Ahab, the captain of Pequod, embodies the cabal psychopaths in power who are entirely driven by irrational vengeance against the wonders of the Source and the pristine character of Gaia’s nature, and especially against her human and cetacean inhabitants. Moby Dick embodies on the other hand the miracle of life as a divine creation that evades the senseless battle of life and death with the dark Ahab, as this white whale, an incarnation of ascended masters and a guardian of the earth, is fully aware of his immortality. But when confronted by Ahab accepts the challenge and transfigures into God’s vehicle of the Last Judgment.
Moby Dick is essentially the light warrior of the first and the last hour – the mythical, unique white sperm whale, the symbol of purity and elemental force of karmic resolution.
And then we have the crew, the rest of humanity, who are divided into blind followers and critical admonishers, but altogether a spineless bunch of people that follow the psychopath in power as long as he is the unquestionable captain and thus put their lives in danger in their blind fealty. This is the destiny of humanity in these final days as described in this novel:
“On the third day of the chase, Ahab sights Moby Dick at noon, and sharks appear as well. Ahab lowers his boat for a final time, leaving Starbuck again on board. Moby Dick breaches and destroys two boats. Fedallah’s corpse, still entangled in the fouled lines, is lashed to the whale’s back, and so Moby Dick turns out to be the hearse Fedallah prophesied. “Possessed by all the fallen angels” (Ch. 135), Ahab plants his harpoon in the whale’s flank. Moby Dick smites the whaleboat, tossing its men into the sea. Only Ishmael survives. The whale now fatally attacks the Pequod. Ahab then realizes that the destroyed ship is the hearse made of American wood in Fedallah’s prophesy. The whale returns to Ahab, who stabs at him again. The line loops around Ahab’s neck, and as the stricken whale swims away, the captain is drawn with him out of sight. Queequeg’s coffin comes to the surface, the only thing to escape the vortex when Pequod sank. For an entire day Ishmael floats on it, and then the Rachel, still looking for its lost seamen, rescues him.”
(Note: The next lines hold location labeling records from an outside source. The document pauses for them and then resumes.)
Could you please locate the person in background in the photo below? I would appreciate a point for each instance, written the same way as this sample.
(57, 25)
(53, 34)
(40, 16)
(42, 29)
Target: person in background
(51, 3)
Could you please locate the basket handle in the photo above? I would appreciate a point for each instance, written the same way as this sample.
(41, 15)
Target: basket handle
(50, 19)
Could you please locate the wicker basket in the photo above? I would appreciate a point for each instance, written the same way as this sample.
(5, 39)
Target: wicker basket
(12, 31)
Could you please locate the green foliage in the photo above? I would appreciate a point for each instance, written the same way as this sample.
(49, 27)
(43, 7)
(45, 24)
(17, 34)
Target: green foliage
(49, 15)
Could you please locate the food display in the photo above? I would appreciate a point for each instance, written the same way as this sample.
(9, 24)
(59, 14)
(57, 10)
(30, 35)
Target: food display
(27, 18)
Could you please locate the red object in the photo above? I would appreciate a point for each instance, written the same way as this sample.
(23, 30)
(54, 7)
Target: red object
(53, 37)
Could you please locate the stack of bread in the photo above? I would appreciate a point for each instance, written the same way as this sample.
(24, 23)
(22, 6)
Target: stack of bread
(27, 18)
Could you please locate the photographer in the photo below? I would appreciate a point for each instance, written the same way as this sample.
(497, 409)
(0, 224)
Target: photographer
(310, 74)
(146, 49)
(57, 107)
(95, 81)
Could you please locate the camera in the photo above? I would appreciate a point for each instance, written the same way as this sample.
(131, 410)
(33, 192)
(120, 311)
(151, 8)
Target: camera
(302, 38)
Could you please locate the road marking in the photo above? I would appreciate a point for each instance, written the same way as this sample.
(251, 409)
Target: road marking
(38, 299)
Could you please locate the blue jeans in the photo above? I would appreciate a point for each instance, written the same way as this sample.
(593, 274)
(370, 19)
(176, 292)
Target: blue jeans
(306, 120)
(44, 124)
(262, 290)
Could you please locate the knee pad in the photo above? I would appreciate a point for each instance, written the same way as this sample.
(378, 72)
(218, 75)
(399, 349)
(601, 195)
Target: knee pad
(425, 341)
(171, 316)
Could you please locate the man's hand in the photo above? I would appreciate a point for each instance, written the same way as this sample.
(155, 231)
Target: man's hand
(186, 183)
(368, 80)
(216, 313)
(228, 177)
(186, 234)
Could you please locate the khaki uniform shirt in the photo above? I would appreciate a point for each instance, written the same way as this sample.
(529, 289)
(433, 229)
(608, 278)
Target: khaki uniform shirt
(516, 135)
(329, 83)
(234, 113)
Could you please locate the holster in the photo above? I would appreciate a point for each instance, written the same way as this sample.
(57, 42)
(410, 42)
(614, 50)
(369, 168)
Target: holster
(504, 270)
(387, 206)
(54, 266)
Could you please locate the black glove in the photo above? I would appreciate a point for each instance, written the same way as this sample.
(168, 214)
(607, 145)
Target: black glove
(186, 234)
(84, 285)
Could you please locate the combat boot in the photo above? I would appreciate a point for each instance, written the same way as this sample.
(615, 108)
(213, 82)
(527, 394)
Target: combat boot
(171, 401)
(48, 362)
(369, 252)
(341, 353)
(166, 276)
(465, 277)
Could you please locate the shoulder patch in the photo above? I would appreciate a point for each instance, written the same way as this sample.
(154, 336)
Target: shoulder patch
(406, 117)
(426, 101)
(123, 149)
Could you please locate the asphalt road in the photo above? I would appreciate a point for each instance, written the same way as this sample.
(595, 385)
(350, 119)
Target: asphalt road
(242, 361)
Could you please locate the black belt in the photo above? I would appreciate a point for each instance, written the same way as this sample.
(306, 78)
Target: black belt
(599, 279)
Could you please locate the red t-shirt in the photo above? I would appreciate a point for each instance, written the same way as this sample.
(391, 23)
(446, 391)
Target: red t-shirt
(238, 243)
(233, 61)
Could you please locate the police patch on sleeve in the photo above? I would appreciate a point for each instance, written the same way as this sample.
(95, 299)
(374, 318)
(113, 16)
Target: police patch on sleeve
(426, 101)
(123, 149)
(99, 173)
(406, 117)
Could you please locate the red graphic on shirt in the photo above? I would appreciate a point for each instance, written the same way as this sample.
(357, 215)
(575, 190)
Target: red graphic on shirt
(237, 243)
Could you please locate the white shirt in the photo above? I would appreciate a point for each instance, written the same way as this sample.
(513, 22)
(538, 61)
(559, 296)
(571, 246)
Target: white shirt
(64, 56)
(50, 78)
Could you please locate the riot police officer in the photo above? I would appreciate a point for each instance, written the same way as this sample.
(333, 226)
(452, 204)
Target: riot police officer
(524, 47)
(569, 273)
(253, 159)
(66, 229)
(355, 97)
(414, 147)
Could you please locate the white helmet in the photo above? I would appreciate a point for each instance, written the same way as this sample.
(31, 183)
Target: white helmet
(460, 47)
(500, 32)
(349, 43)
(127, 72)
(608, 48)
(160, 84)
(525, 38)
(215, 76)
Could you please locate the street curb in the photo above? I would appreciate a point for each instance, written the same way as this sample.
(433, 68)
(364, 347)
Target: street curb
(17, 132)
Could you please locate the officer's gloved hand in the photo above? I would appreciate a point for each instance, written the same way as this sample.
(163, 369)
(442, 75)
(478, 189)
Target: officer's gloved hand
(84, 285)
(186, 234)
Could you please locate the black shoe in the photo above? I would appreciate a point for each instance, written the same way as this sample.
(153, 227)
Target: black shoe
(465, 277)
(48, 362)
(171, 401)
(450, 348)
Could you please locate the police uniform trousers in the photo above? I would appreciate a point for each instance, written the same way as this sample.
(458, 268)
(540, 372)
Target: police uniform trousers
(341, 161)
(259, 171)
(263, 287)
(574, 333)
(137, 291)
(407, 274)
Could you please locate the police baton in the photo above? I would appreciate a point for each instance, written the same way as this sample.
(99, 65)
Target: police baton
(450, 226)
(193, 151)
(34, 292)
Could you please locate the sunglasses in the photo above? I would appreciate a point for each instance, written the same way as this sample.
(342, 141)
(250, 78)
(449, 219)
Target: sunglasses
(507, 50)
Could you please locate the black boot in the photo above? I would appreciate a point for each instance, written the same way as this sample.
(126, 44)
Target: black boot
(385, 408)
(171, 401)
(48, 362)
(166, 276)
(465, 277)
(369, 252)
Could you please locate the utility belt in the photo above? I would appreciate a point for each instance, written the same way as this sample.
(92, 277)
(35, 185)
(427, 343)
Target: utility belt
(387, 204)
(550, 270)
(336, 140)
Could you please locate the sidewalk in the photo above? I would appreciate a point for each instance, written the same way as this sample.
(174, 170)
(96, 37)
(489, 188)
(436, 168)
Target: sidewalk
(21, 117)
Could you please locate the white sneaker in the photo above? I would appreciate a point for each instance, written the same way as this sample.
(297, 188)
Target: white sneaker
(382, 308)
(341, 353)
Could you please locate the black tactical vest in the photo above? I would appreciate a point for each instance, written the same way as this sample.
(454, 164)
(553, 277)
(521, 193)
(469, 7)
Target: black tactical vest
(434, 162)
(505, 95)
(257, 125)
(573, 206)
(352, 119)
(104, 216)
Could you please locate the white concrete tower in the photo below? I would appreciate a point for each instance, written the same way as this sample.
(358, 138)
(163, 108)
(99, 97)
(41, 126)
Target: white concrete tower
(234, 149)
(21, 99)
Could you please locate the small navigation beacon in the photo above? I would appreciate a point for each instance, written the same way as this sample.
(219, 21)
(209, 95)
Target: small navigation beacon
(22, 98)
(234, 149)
The only question that remains to be answered is, whether there will be a “Mutiny on the Bounty“, sorry, on Pequod. The chances are slim, but that is not the question now. Just as Melville transcends the hunting of Moby Dick into an unknown Odyssey of humanity across the endless oceans, so do we transcend our modest lives into a cosmic saga about the most fierce battle ever fought between the forces of light and the dark masters of senseless revenge in this multiverse.
When the doldrums prior to ascension engulf our lives, it is worth it to be aware of the epic battles we fought and won throughout this lifetime on behalf of All-That-Is. We are the Moby Dicks of all multidimensional oceans and ours is the victory even as hunted giants in human gestalt. We are the albinos of the new human races and at present the black sheep in the flock. But this is all part of the game which we have already won in a brilliant manner.
Now we must bring about the patience to overcome the doldrums of ascension in the next few days before the storm will flush us into the paradise of New Lemuria, which we are now creating for ourselves, thus leaving behind all the Ahabs to drown in the oceans in their futile hunt for Moby Dick.